The Democratic contenders have largely focused on increasing gun regulations in the wake of the February shooting at a high school in Parkland, Florida, as well as on supporting Medicaid expansion in the state. Graham, the Democratic frontrunner, has targeted center-left voters and suburban women unhappy with Trump and his policies. Gillum has crept up in the polls in the final days of the primary, buoyed by an endorsement by Sen. Bernie Sanders, I-Vt., and progressive activist groups like Indivisible.
The bottom line: The intra-party tensions on both sides underscore the larger issues both parties are grappling with in the midterms.

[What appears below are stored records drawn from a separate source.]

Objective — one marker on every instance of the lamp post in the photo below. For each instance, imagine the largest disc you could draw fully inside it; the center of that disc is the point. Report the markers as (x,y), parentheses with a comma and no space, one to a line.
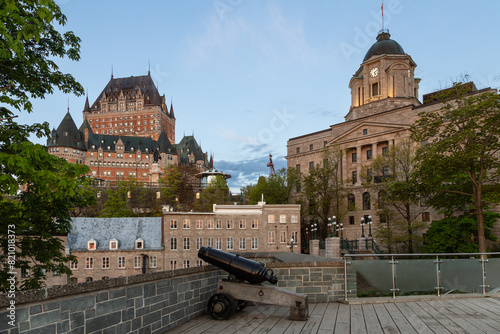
(329,226)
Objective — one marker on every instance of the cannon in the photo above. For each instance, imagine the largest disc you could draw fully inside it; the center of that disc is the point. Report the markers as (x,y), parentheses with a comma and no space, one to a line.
(244,284)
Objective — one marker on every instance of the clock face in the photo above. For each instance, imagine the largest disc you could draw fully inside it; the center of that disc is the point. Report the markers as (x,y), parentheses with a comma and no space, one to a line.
(374,72)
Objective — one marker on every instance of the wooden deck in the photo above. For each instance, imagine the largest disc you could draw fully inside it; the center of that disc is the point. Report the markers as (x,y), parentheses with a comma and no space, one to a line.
(464,315)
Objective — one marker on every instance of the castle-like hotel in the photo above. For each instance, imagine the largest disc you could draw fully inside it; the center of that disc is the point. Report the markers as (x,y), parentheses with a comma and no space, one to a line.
(127,128)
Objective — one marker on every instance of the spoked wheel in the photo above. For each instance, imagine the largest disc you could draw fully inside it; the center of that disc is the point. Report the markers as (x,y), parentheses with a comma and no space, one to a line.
(241,304)
(221,306)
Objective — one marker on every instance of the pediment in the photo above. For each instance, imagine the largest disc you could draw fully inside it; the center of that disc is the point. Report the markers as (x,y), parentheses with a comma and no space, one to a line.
(373,129)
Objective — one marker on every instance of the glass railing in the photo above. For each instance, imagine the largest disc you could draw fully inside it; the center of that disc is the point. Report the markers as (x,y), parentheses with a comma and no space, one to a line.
(393,275)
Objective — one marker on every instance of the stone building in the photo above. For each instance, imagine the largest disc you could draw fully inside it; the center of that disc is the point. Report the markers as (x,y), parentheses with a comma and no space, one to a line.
(114,247)
(384,105)
(230,228)
(123,130)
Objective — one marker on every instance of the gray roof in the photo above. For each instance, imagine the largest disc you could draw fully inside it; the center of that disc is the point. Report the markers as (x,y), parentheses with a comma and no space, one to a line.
(125,230)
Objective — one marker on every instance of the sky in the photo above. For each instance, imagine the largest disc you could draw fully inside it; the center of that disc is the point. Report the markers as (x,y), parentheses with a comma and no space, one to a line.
(245,76)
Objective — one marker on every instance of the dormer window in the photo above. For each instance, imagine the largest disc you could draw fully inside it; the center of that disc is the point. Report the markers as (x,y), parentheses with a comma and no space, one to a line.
(92,244)
(113,244)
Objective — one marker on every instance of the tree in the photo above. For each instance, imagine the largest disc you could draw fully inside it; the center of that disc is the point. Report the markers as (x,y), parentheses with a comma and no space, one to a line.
(276,188)
(461,140)
(325,191)
(39,214)
(395,179)
(457,234)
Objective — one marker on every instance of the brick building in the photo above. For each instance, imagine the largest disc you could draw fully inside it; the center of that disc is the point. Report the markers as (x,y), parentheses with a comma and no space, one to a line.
(384,105)
(122,130)
(230,228)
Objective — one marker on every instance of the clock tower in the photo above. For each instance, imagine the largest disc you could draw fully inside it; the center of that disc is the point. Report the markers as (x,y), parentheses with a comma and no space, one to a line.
(384,81)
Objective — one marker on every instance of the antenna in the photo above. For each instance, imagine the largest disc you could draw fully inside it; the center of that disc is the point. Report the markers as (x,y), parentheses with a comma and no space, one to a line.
(271,165)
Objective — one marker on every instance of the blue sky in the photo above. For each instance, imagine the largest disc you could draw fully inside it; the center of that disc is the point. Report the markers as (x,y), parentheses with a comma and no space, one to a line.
(246,75)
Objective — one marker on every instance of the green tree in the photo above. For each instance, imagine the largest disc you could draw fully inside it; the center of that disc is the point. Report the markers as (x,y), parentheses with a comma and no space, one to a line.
(276,188)
(39,214)
(458,234)
(325,191)
(395,180)
(462,139)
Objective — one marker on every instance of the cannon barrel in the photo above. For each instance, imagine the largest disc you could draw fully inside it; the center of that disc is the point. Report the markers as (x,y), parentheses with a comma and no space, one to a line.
(243,269)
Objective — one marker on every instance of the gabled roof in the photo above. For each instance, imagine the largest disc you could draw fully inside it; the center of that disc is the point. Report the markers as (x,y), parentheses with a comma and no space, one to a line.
(125,230)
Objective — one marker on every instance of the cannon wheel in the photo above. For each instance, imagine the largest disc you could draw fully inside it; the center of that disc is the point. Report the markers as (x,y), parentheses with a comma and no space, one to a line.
(221,306)
(241,304)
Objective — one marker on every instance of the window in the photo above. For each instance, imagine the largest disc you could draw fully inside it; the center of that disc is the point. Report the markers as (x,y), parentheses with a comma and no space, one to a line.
(255,243)
(255,224)
(153,261)
(243,224)
(199,224)
(210,224)
(271,238)
(91,244)
(366,201)
(426,217)
(137,261)
(282,237)
(351,202)
(173,224)
(121,262)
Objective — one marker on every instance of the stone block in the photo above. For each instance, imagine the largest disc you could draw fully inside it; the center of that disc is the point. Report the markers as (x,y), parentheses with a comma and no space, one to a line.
(101,322)
(44,319)
(111,306)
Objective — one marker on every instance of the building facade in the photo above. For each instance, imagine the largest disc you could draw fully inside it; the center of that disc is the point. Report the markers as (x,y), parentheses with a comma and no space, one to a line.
(384,105)
(126,130)
(230,228)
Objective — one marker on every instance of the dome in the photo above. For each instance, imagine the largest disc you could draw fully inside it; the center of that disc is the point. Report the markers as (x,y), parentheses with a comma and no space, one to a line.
(384,45)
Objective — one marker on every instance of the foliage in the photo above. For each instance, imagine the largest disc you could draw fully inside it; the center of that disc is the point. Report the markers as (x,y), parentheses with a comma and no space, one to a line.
(276,189)
(458,234)
(38,215)
(461,140)
(324,190)
(216,192)
(398,198)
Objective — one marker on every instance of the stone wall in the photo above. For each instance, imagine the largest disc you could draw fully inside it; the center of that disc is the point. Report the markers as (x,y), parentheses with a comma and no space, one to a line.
(151,303)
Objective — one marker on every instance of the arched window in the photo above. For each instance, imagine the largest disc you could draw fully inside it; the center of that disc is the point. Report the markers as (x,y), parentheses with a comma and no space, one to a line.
(351,202)
(366,201)
(382,198)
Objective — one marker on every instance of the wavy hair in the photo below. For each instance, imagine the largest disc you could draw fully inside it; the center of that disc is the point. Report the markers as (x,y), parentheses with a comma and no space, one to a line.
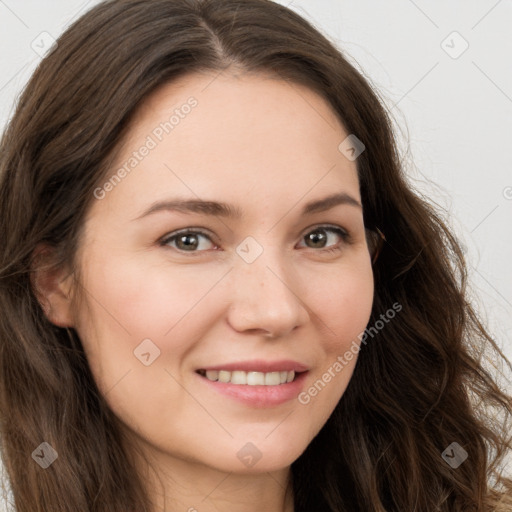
(419,386)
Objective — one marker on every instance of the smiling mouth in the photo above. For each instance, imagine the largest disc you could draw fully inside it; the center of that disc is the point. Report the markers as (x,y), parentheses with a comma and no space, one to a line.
(239,377)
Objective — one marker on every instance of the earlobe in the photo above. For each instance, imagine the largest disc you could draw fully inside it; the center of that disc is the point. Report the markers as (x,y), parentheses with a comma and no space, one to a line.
(52,286)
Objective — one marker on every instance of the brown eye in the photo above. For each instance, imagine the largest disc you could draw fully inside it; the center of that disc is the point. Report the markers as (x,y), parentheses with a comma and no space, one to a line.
(186,241)
(319,238)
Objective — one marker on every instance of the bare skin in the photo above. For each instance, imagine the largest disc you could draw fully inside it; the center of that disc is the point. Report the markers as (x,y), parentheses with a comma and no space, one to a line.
(268,148)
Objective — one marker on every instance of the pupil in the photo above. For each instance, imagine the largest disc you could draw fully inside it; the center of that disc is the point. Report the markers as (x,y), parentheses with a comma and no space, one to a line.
(184,239)
(316,237)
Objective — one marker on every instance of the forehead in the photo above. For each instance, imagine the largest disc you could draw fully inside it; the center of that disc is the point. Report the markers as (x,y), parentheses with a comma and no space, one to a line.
(233,136)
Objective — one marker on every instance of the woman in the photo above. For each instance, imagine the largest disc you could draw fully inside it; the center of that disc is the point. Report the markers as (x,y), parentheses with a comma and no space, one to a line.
(219,291)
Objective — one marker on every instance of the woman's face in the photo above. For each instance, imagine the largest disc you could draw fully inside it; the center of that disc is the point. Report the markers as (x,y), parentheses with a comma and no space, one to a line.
(161,307)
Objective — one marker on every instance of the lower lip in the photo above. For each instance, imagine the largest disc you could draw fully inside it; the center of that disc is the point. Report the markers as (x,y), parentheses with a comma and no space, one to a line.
(259,396)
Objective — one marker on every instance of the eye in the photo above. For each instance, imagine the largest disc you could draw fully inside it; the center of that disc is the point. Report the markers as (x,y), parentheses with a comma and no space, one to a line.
(319,237)
(187,240)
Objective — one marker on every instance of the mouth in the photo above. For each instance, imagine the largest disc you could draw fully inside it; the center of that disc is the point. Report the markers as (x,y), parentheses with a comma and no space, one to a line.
(240,377)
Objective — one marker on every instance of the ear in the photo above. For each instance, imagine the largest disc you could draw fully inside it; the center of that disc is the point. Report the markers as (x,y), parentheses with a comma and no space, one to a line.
(52,286)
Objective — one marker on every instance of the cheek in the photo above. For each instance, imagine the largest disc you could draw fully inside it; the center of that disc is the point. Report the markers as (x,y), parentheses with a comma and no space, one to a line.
(342,298)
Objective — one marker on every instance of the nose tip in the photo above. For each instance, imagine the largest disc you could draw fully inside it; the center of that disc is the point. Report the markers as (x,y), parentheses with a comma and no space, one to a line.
(264,301)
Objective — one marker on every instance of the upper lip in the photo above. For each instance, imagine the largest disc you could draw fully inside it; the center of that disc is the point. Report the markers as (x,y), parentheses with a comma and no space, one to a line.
(260,366)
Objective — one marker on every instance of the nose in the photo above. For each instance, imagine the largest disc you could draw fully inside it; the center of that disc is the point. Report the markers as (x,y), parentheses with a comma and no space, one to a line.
(266,297)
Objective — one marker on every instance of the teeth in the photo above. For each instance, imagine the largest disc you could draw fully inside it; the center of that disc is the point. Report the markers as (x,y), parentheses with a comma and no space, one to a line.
(250,378)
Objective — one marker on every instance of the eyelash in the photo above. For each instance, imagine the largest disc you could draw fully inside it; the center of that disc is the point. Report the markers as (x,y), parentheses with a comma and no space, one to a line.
(344,235)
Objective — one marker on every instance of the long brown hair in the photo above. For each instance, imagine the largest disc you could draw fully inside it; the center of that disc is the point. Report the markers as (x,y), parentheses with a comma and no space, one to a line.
(415,386)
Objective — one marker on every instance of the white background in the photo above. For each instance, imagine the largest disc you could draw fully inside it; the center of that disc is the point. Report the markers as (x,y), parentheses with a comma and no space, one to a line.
(454,114)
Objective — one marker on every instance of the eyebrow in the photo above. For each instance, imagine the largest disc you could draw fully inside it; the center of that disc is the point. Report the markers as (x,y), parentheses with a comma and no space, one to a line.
(226,210)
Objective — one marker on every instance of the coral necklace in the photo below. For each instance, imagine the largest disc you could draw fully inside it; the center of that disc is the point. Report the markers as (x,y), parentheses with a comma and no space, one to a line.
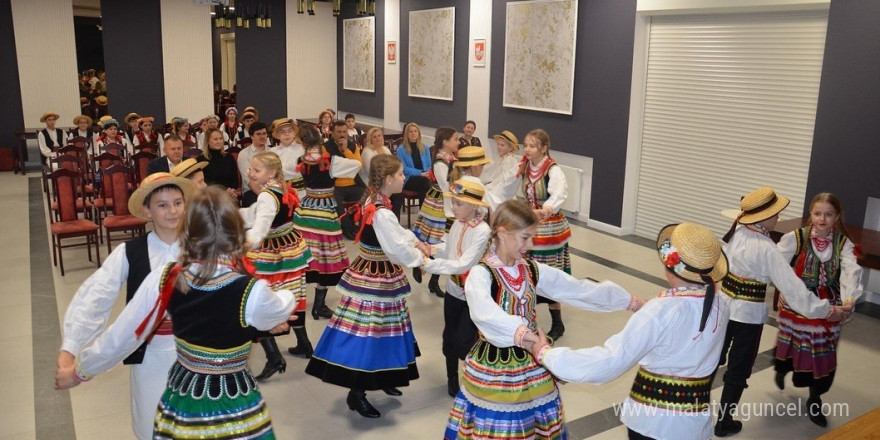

On the right, a White House endorsement can boost a candidate (like DeSantis) who may not be as viable in a general election, while progressive Democratic candidates — even those polling way behind the frontrunner — have the power to shift the debate further left on issues like health care and immigration.
Neither party has a primary to pick their nominee for Senate. Outgoing GOP Gov. Rick Scott will face Democratic incumbent Sen. Bill Nelson on the ballot in November.
The issues: Nelson has hammered Scott for his lax environmental regulations, which he says has led to conditions like toxic green sludge in rivers and lakes across Florida. In response, the Scott campaign has highlighted his environmental track record as governor, in particular keeping oil rigs off the coastline. Scott’s close longtime relationship with Trump has certainly helped him with some GOP voters. But he is also one of a handful of high-profile Republicans willing to disagree with Trump, especially on immigration issues. Scott also bucked the Republican Party by passing new gun restrictions after the Parkland shooting.
The bottom line: Republicans have recruited weak candidates in other state primaries from Pennsylvania to Indiana. That’s not the case in Florida, especially in the Senate race, which is gearing up to be one of this year’s most competitive contests. Scott is leaving office above water in the polls and with a formidable war chest and strong statewide name recognition. National Democratic groups are planning to invest heavily in Florida and back Nelson, and are hoping an equally competitive gubernatorial race and several highly-watched congressional races will bring Democrats out in droves.